You still can’t add breakers to determine service size.
Michael, thank you for the clarification and the web link.
You also haven’t determined where the over current protection is for the AC unit which should also be noted in your report.
If the meter, panel, and subpanel are rated 200 amps then the next step is to determine the wire size to the main panel. If the wire size is 2/0 cu or 4/0 alum it is a 200 service, if the wire size is #1 cu or 2/0 alum it is a 150 amp service (see Table 310.15(B)(6) NEC) for other wire sizes and amps. The breakers in the main panel do not determine the service size in this case. You could add 4 more breakers to the main panel giving it 6 throws as long as the connected load does not exced the total calculated load.
As for the A/C If it is a split unit it could be a non coincidental load Ex. Electric Heat strip does not run when the cooling is called for and compressor does not run when the electric heat is called for. Therefore The breaker for the air handler could be feeding the air handler and then to the compressor. But I would need more info to determine that. There could even be a small panel at the air handler. Just a possibility, but like i said more info is needed.
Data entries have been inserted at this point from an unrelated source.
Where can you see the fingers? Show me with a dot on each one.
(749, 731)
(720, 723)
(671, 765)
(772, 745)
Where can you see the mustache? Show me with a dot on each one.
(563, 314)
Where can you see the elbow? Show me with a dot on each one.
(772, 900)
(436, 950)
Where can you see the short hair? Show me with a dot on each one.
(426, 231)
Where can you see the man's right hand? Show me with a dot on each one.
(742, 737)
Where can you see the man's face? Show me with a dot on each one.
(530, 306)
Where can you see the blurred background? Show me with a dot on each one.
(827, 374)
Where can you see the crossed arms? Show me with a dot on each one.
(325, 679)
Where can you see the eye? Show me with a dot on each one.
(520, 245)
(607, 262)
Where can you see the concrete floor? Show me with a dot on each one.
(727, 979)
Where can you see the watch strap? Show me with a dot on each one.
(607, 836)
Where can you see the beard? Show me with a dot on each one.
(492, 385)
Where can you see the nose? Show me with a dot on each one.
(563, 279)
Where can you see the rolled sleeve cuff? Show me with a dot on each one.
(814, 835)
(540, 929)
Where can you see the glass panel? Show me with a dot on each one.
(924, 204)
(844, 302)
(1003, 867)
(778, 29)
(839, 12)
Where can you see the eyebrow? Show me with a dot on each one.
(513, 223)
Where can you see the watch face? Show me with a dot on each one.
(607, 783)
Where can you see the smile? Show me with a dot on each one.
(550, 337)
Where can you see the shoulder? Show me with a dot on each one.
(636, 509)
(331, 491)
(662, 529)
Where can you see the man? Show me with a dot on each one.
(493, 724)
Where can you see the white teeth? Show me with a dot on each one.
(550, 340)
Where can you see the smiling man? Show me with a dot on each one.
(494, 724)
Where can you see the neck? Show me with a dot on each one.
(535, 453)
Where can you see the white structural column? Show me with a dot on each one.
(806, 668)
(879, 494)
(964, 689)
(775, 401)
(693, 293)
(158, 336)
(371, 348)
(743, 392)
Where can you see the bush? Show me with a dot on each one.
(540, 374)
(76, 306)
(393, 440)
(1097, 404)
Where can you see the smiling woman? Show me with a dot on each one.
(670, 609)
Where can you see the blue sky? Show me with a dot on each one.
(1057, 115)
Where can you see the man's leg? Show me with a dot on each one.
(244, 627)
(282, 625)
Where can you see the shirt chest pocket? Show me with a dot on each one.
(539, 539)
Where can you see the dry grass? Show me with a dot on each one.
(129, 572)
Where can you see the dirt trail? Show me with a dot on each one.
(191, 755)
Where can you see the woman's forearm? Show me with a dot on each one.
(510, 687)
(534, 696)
This is a Gas fired Heater with an air handler that is plunged into an outlet that is protected by a fuse and there was not small panel in the attic were the unit was located (i double checked by reviewing my pictures).
The A/C breaker seems to be a mystery since the heat is gas. Good luck on this one.
The panel directory could be mis-labeled?
I bet the 25 amp 2 pole breaker is for the ac.
Turn the breaker off, then test the ac.
I don’t even see a 25A 2pole. I see a 20 amp 2 pole, with #12’s attached to it. The wires in the AC disco look to be #6 SEU, or #8 at the least.
If anything, I would guess the oven is gas and that 50A is really for the AC. But from here it’s just a crap shoot.
I was also thinking that the 50A labeled oven may have been for the AC, because the kitchen had a gas range. Still you would think that a house that is only 3 years old would have both options. I called out that I was unable to locate the overcurrent protection for the AC unit and it needs further evaluation by a electrician or HVAC tech.
No. When we wire houses, we wire to what is in the plan. We don’t throw in extra stuff at our expense just to be nice, especially something as expensive as a 50 amp circuit. Being only 3 years old means nothing.
Now, if you had said it was a high end custom home, that might be different. Although, I’ve still noticed that a million dollar home and a $100K home still get the same $9 fart fan in the bathroom.
It’s kind of like buying a car, you want more options, you pay for them.
It would be an easy mistake to label the 50 amp circuit “Range” since 90% of the time that’s what it is for.